«Mio padre diceva sempre che il mondo è più grande di qualsiasi castello» continuò Mollander. «I draghi devono essere l’ultima cosa che un uomo può trovare a Qarth, ad Asshai e a Yi Ti. Quelle storie di marinai…»

«… sono solo storie di marinai, mio caro Mollander» lo interruppe Armen. «Prova ad andare al molo, e ti garantisco che troverai marinai che ti parleranno delle sirene che si sono portati a letto e di come hanno passato un anno dentro la pancia di un pesce.»

«Tu come fai a sapere che non è vero?» ribatté Mollander da dietro il bicchiere, cercando altre mele. «Devi esserci finito tu dentro la pancia di quel pesce per giurare che loro non ci sono andati. Un marinaio racconta una storia, aye, ci si può anche ridere sopra, ma quando i rematori di quattro diverse navi raccontano la medesima storia in quattro lingue diverse…»

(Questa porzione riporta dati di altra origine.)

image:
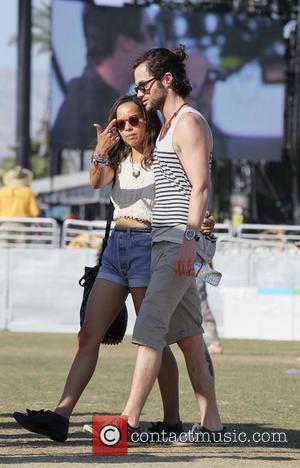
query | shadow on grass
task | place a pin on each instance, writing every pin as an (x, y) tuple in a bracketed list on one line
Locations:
[(242, 438)]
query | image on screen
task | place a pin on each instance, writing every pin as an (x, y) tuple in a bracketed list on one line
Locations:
[(235, 65)]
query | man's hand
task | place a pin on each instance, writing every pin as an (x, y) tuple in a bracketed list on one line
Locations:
[(186, 258)]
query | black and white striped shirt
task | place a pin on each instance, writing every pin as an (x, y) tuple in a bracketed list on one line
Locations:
[(172, 187)]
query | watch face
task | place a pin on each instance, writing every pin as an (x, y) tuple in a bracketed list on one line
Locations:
[(190, 234)]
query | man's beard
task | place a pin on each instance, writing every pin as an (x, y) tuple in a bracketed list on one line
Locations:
[(155, 104)]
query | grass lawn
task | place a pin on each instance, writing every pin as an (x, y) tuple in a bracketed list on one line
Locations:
[(255, 395)]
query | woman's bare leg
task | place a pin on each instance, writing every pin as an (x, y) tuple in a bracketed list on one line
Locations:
[(104, 304), (168, 378)]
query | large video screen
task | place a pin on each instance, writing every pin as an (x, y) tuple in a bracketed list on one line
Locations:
[(235, 65)]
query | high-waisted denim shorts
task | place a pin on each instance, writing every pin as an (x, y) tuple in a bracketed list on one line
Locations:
[(126, 259)]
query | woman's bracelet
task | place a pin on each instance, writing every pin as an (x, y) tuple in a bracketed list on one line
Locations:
[(99, 160)]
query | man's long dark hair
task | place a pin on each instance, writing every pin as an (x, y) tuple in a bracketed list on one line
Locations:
[(153, 125), (160, 61)]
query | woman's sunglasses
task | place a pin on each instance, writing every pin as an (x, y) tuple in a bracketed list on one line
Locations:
[(133, 121)]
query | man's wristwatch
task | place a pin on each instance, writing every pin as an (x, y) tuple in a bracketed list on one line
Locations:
[(190, 234)]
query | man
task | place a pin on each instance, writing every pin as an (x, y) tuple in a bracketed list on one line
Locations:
[(170, 310), (114, 36)]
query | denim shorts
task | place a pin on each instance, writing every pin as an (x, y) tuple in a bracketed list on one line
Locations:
[(127, 257)]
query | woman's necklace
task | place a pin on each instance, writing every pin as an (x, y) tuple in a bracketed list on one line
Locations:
[(167, 124), (134, 172)]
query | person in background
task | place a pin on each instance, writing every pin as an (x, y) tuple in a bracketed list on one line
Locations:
[(17, 200)]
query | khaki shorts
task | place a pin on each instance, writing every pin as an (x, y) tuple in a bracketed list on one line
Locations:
[(171, 307)]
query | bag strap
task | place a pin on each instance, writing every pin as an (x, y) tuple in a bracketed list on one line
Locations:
[(107, 227)]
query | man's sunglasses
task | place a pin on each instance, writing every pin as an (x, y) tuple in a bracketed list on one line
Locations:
[(142, 87), (133, 121)]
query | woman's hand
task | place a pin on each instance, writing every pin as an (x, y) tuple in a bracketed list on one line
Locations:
[(106, 139)]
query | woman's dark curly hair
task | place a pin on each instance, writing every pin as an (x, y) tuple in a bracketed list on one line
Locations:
[(153, 125), (160, 61)]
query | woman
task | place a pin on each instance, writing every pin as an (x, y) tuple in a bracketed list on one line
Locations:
[(124, 154)]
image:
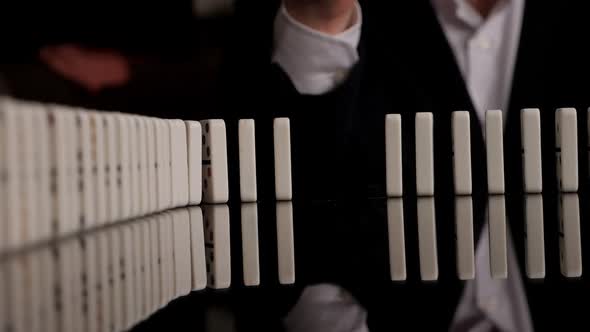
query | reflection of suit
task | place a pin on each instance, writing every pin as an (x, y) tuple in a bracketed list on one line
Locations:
[(339, 136)]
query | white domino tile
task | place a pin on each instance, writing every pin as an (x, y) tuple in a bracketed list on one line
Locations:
[(29, 193), (166, 256), (66, 272), (134, 171), (396, 237), (530, 121), (427, 246), (155, 253), (125, 169), (247, 156), (282, 157), (215, 176), (146, 267), (76, 284), (570, 247), (461, 153), (161, 174), (10, 178), (566, 149), (164, 172), (73, 171), (116, 294), (464, 235), (534, 237), (199, 267), (98, 167), (46, 296), (127, 276), (103, 284), (138, 277), (63, 222), (494, 138), (179, 158), (167, 162), (182, 252), (89, 280), (144, 206), (250, 251), (151, 165), (393, 155), (285, 242), (497, 234), (25, 230), (217, 246), (42, 162), (424, 154), (17, 295), (86, 175), (34, 292), (195, 163), (112, 163)]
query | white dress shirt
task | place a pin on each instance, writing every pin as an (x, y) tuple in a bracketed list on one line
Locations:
[(485, 50)]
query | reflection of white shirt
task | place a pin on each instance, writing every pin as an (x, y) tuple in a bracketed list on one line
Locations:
[(485, 51)]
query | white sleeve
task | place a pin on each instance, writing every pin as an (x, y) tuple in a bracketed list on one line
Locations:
[(315, 62), (326, 307)]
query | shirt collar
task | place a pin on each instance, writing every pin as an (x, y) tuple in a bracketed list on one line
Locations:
[(463, 12)]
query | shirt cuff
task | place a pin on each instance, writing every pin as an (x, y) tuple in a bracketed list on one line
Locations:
[(315, 62)]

«Non è la medesima storia» insistette Armen. «Draghi ad Asshai, draghi a Qarth, draghi a Meereen, draghi dothraki, draghi che liberano schiavi… ogni storia è diversa dall’altra.»

«Solo nei dettagli.» Più Mollander beveva, più diventava ostinato, ed era uno zuccone anche da sobrio. «Parlano tutte di draghi, e di una bellissima giovane regina.»

L’unico drago che interessava a Pate era fatto d’oro massiccio. Si domandò che cosa fosse successo all’achimista. Il terzo giorno. Aveva detto che sarebbe tornato il terzo giorno.

«C’è un’altra mela vicino al tuo piede» disse Alleras a Mollander «e io ho ancora due frecce nella mia faretra.»

«Al diavolo la tua faretra.» Mollander raccolse un’altra mela strappata dal vento. «Questa ha dentro il verme» si lamentò, ma la lanciò comunque in aria.